David, que ficou chateado porque as pessoas, “por ignorância”, diziam que ele “procurou isso” [hanseníase], diziam que ele era “culpado”, faz questão de argumentar: “Então, como é uma doença que, segundo a médica, pega por bacilo, segundo a médica falou, a transmissão vem se a gente conversar com a pessoa e se pessoa tiver com problema, aí passa, então como é que vai saber? Não tem como. É tipo a tuberculose, essas outras doenças, sabe? A gente não sabe, pode pegar no ônibus, no mercado, em qualquer lugar.”

 

Ana das Graças considera que “se a gente tá com a imunidade baixa, até alguém, que tem e não está em tratamento, dentro de uma condução, der um espirro, você pode contrair. É o que eu creio que deve ter acontecido comigo.” No entanto, em seguida, nos relata que tem uma prima que a considera como irmã, a quem ela se dedicou durante seu adoecimento por hanseníase: “eu ia lá e fazia comida e levava pra ela, eu ia lá e conversava com ela, e ela entrou em depressão muito forte. [...] Eu não tive, eu não peguei dela, porque senão eu teria tido a mesma que ela teve. [...] Eu penso que deve ter sido numa condução, alguém perto de mim.” 

 

Outras razões foram a forma de contágio para outros participantes:

João Carvalho afirma que contraiu a hanseníase numa relação sexual: eu botei a camisinha, mas eu encostei na pessoa, aí eu peguei da pessoa, que estava com hanseníase, mas não fez o tratamento

Pessoas de Rondônia fizeram referência à carne de caça ou peixe. 
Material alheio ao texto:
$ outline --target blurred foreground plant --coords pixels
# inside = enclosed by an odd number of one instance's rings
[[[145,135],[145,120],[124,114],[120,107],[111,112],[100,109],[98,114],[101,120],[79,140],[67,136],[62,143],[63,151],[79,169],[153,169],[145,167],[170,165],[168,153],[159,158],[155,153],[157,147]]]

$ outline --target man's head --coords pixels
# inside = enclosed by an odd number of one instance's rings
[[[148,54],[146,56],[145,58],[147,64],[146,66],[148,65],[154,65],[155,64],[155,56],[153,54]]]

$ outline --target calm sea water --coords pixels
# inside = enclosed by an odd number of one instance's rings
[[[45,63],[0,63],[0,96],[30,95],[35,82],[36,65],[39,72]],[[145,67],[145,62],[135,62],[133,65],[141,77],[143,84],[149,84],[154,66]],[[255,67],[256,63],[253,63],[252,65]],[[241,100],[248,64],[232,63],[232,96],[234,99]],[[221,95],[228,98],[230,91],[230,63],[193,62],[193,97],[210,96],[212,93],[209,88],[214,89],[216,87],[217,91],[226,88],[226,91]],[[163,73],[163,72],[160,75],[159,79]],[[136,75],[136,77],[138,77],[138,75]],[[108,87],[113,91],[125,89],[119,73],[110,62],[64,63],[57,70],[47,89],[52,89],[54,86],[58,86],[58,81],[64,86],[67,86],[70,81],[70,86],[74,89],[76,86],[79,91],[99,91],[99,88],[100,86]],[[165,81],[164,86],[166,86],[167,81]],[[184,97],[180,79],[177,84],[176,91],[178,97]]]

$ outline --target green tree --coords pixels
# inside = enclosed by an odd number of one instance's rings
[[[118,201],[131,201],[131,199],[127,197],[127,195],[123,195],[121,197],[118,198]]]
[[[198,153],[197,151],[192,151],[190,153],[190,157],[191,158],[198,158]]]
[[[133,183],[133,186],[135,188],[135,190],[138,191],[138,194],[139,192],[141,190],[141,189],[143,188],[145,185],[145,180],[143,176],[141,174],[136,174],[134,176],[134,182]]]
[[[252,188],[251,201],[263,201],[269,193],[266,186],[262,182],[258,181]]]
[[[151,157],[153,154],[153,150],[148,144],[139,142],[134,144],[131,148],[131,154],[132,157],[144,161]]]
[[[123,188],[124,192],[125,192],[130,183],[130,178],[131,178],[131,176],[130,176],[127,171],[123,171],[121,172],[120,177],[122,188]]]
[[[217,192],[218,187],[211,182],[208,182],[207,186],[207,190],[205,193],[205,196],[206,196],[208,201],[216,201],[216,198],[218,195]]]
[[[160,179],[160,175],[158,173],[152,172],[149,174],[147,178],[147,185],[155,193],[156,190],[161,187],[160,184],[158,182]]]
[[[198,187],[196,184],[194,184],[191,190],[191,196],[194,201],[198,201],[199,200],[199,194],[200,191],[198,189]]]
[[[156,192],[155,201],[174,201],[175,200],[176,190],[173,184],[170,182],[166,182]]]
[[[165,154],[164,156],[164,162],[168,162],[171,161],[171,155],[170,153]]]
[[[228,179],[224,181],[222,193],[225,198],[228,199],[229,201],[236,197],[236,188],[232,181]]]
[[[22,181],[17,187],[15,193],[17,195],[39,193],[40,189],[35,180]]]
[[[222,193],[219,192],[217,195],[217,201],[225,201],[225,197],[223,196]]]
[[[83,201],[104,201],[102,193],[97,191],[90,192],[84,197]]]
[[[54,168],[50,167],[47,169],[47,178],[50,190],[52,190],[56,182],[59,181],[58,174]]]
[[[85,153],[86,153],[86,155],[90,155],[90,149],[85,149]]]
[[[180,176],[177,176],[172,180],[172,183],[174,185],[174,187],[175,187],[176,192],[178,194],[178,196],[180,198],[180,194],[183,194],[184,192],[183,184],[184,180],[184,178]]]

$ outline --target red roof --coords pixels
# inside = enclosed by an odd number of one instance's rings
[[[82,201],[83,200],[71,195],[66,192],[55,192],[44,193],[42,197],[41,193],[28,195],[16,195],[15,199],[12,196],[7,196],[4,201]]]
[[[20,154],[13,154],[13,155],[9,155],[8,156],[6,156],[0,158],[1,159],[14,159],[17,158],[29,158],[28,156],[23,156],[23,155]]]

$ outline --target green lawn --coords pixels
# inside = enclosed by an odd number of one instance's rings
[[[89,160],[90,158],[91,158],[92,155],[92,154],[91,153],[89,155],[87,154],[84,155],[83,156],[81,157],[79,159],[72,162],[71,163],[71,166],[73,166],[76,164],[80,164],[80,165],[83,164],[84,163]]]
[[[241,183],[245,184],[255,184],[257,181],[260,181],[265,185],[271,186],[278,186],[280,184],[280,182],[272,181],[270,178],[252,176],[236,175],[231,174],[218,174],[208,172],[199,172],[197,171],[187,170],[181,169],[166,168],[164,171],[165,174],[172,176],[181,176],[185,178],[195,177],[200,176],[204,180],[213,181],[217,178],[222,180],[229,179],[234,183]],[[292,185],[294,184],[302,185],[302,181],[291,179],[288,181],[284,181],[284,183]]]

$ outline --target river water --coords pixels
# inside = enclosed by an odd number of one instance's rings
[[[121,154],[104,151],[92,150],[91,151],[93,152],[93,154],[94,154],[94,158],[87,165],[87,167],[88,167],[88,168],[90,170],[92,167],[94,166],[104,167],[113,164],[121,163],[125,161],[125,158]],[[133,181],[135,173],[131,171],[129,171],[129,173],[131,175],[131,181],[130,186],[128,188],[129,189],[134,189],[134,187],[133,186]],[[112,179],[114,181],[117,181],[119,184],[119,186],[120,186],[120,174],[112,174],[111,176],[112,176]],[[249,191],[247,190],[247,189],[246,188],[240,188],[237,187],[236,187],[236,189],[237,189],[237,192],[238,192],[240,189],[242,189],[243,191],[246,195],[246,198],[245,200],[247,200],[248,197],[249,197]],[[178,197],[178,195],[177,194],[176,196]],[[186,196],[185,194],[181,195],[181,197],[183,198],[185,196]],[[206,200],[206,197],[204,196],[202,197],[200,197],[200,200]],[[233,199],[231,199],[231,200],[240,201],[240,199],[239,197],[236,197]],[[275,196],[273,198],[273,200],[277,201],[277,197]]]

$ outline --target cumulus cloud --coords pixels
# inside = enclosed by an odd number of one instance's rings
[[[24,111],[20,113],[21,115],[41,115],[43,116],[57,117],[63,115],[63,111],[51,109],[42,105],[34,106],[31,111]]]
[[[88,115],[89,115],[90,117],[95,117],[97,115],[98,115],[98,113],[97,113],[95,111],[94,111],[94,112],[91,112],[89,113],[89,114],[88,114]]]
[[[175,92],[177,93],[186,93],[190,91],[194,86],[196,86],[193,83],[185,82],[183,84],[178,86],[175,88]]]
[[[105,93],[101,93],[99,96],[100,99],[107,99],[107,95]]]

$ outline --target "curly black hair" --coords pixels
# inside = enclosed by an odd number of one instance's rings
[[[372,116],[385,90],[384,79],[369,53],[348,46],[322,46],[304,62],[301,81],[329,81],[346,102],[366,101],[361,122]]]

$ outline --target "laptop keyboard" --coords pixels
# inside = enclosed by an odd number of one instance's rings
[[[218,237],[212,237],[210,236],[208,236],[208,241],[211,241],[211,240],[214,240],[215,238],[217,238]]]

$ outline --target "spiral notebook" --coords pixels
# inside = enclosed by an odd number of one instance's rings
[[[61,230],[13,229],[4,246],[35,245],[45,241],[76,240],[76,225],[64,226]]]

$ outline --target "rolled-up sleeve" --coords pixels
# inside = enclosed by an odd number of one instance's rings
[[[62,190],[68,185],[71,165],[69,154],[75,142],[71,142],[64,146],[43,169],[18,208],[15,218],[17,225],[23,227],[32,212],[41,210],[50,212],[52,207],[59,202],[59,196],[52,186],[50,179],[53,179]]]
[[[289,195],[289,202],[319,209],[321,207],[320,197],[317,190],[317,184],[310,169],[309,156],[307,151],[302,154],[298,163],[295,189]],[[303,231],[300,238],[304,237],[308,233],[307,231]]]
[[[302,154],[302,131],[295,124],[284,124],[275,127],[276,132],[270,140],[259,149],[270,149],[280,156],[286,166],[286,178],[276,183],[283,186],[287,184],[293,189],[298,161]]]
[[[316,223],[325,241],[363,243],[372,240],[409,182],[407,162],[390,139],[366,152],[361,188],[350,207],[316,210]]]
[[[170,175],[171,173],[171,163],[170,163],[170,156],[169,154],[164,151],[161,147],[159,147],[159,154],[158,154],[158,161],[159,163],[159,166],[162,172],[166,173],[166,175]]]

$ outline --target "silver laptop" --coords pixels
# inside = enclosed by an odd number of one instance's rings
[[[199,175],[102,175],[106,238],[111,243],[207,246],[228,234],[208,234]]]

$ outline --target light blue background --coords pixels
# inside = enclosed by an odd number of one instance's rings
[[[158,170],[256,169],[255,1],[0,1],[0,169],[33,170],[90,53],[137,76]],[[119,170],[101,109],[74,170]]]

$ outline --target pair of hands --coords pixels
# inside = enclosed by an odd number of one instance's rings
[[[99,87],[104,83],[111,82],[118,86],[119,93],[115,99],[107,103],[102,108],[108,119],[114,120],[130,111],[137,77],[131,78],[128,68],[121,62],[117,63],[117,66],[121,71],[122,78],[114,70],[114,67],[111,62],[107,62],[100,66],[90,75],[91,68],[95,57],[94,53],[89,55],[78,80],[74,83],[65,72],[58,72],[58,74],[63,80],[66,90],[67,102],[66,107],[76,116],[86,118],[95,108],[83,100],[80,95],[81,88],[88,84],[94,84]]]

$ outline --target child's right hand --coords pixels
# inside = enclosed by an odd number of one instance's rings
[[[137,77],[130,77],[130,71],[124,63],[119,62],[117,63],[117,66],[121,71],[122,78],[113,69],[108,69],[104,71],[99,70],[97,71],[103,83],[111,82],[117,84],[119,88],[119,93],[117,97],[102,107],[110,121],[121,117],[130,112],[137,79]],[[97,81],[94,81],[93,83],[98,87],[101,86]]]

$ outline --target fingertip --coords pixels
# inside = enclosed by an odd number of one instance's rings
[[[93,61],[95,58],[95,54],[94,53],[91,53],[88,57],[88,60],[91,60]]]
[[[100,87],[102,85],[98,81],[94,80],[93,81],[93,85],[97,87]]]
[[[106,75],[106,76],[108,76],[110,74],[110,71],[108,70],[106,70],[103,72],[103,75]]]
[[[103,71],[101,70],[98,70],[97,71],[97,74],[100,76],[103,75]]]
Francisca diz que não sabe como adquiriu a doença, mas conta que “minha vó falou que se comesse carne de tatu... muita carne de paca do mato, dava isso [hanseníase]”. Até 15 anos, “fui criada no interior comendo carne de caça”. Maria Elena diz achar que é “o contato”, embora algumas pessoas lhe disseram que era “um peixe” e outras que era “um animal de caça”. 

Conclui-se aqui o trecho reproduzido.